Мимо прошли Людмил и София, вид у них был довольно потерянный. Вскоре появилась и худая фигура в шляпе. Как приезжий от солнца ни прятался, не уберегся: его веснушчатое лицо пошло красными пятнами. Гуров подумал, что человеку, видимо, солнце совсем противопоказано, посмотрел ему вслед, мгновенно нагнулся, якобы развязалась кроссовка, матюгнулся.
— Фи, милорд!
— Извините, миледи! Понимаешь, сыщик не имеет права поворачиваться вслед объекту. Это закон. Я нарушил, чуть не поплатился. Он тоже повернулся. Хорошо, я успел нагнуться. А то бы получился цирк: один поворачивается, а другой отворачивается.
После этого следует только пожать друг другу руки и обменяться визитками.
Появился лейтенант. Он так устал, что его качало.
— Извини, спички есть? — Гуров протянул руку, вложил в ладонь лейтенанта зажигалку, якобы взял ее, чиркнул и прикурил. — Отдыхать. Ложитесь спать до завтрашнего утра.

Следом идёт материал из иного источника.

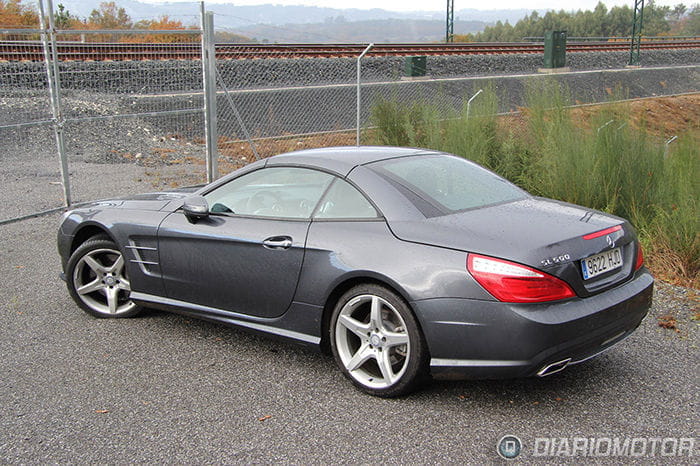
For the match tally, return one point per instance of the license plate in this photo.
(597, 264)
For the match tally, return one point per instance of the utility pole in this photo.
(637, 24)
(450, 23)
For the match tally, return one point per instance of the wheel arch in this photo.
(346, 284)
(86, 232)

— А пальма? Ее же наблюдать требуется круглосуточно.
— Выполняйте приказ, лейтенант! — Гуров хлопнул парня по плечу, пошел следом за Марией.
У входа в административное здание они столкнулись с Еланчуком, на лице которого блуждала растерянная улыбка.
— Во-первых, вновь прибывший немец интересовался у администратора автобусом, в котором он якобы забыл очешник. Врет! С утра должен был сто раз хватиться очков. Когда ему сообщили, что автобус вернется лишь через два дня, он не упал лишь потому, что держался за стойку.
— Прекрасно, Юрий, ты умница, — сказал Гуров, хотя пять минут назад понял, что ошпаренный солнцем мужчина скорее всего и есть проверяющий.
— Скажи честно. Лев Иванович, ты любишь Эдгара По?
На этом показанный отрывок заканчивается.